Reports

A Cold Climate Advantage?

At a recent energy-industry conference, British Columbia’s deputy minister for natural gas development stated that his province’s cold weather offers LNG producers and customers a significant competitive advantage.

Cool temperatures on B.C.’s north coast would result in a 25 percent energy savings over plants located in warmer-weather regions such as Australia, Qatar or the southern United States, the government said.

While that sounds like an impressive number, the reality is that ambient outside temperatures won’t meaningfully impact government and industry’s effort to bring the LNG sector’s overall carbon footprint down to globally leading levels.

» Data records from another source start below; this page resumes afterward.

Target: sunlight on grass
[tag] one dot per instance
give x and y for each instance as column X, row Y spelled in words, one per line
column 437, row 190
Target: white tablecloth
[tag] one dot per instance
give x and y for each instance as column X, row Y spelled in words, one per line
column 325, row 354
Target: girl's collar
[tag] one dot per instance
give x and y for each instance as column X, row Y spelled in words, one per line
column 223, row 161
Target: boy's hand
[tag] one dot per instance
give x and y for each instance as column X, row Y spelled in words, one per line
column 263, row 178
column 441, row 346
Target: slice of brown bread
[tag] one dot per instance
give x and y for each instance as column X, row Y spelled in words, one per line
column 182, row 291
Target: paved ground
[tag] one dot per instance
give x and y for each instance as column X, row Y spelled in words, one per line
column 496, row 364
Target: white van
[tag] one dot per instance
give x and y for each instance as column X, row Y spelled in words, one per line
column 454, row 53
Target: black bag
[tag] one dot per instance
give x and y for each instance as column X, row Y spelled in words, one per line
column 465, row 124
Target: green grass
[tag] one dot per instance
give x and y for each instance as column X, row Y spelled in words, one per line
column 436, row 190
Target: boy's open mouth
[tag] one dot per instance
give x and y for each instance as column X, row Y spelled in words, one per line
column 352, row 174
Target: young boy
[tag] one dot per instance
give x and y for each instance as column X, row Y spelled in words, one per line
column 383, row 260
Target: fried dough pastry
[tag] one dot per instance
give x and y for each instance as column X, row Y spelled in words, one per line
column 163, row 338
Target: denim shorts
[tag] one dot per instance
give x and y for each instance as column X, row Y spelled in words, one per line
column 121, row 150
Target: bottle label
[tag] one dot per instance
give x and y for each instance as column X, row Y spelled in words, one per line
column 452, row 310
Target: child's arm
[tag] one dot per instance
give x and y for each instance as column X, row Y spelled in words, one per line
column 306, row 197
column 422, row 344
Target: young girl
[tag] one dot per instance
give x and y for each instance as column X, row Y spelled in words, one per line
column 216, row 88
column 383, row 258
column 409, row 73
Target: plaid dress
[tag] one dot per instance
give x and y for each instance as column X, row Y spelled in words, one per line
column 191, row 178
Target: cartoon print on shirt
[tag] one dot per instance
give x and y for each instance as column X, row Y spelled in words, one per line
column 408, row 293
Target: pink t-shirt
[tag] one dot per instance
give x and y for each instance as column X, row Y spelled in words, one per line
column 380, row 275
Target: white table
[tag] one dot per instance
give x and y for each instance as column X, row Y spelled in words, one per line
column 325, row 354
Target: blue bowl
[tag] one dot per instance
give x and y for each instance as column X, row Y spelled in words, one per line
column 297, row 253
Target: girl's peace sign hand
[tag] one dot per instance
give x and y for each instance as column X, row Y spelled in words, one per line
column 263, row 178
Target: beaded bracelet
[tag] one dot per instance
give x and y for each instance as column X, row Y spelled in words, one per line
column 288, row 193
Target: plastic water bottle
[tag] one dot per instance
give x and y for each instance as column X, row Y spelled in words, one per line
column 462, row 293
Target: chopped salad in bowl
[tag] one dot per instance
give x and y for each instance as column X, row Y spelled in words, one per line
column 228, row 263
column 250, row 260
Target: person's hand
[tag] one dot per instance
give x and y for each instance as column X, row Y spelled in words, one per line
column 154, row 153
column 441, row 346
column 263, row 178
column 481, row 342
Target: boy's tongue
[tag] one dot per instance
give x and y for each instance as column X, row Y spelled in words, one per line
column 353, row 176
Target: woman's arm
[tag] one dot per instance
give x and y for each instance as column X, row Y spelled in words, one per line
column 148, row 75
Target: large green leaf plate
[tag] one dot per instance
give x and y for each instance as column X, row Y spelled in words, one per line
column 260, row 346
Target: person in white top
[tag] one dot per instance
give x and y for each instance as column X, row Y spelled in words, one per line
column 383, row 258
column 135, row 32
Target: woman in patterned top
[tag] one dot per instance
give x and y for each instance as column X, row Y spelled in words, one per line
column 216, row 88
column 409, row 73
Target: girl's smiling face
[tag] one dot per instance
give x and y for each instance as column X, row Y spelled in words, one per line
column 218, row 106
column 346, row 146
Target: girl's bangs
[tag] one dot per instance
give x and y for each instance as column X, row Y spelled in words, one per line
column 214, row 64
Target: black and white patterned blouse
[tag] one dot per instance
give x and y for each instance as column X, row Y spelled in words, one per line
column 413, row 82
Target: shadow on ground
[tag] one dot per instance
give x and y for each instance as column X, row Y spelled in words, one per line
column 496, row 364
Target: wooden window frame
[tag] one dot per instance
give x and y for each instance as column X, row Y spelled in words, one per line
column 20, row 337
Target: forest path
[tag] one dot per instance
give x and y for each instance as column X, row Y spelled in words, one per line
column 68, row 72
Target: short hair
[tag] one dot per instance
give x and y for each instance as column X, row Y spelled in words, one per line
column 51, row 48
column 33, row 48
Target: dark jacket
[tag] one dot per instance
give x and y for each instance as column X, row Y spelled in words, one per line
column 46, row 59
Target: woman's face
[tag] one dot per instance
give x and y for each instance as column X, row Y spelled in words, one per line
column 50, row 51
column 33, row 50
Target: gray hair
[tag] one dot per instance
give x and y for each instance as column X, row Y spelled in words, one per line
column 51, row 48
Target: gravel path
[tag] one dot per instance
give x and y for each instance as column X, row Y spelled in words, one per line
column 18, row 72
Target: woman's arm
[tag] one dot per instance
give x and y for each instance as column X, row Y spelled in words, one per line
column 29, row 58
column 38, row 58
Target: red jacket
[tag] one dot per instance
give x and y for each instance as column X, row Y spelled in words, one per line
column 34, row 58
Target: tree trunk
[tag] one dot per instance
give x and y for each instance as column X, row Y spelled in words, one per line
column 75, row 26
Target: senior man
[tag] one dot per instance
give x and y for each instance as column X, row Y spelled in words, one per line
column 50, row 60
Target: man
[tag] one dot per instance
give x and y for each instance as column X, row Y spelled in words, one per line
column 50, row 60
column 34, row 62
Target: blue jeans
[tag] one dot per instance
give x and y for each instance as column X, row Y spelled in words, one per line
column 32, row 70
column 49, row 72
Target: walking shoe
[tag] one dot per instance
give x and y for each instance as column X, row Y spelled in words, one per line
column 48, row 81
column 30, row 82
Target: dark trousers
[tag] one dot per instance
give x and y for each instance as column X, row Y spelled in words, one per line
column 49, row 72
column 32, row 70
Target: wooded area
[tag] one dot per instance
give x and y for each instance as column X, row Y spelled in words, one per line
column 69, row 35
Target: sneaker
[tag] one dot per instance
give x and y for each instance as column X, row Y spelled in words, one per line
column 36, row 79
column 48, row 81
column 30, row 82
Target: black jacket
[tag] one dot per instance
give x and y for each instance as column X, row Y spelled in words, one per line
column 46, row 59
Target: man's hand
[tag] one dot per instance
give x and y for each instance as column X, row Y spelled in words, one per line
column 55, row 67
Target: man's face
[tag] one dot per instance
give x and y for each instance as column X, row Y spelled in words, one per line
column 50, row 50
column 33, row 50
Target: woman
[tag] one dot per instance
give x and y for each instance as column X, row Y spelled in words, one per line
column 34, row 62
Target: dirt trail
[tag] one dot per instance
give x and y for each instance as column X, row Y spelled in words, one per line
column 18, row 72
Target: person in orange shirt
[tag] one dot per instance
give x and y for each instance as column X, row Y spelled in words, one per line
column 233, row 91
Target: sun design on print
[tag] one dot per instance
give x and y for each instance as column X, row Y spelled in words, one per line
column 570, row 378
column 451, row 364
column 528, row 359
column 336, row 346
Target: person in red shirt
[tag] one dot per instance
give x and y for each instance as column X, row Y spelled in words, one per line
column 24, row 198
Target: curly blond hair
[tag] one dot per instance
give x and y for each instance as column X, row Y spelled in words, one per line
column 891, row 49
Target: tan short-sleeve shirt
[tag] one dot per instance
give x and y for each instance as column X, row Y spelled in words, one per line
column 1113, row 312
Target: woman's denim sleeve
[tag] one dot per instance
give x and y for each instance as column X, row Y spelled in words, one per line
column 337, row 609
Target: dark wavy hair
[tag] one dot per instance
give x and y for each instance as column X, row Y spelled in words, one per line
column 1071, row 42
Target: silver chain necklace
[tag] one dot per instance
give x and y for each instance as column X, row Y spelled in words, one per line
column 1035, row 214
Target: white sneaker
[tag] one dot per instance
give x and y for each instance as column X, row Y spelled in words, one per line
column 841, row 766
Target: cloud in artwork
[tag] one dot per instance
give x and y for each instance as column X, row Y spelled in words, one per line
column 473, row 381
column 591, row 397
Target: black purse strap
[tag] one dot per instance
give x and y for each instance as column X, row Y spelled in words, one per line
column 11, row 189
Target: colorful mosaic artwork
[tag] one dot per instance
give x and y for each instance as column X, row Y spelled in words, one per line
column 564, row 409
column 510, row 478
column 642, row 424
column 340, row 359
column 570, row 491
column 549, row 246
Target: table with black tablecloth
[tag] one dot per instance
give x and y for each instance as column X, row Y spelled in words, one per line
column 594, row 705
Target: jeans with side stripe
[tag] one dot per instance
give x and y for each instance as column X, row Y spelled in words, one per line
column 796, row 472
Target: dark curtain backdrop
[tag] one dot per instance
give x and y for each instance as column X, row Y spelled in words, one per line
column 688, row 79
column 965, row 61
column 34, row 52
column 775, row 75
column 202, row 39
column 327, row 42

The government did its math using an engineering rule-of-thumb that states that every degree of Celsius temperature reduction results in a 1.7 percent energy efficiency gain (Morgan, 2012). The ambient temperatures at British Columbia’s proposed LNG facilities will be on average 15.5 degrees Celsius cooler than those in Australia and southern United States—resulting in the government’s 25 percent figure.

What does this mean for the industry’s carbon pollution footprint? Using the same potential efficiency gains cited by the province, our analysis finds that British Columbia’s cooler climes will reduce the sector’s greenhouse gas footprint by 0.06 tonnes of equivalent CO2 per tonne of LNG produced—as compared to that produced in warmer regions. This is equivalent to the City of Vancouver’s 2012 carbon emissions, assuming the two most likely proposed LNG projects—LNG Canada and Petronas LNG—move ahead (Macquarie 2012).

While this is helpful, it barely makes a dent in the quest for the “cleanest LNG.” Even after factoring in the cold climate advantage, government and industry will still need to find 0.61 tonnes worth of carbon-pollution savings to credibly claim world-leading status.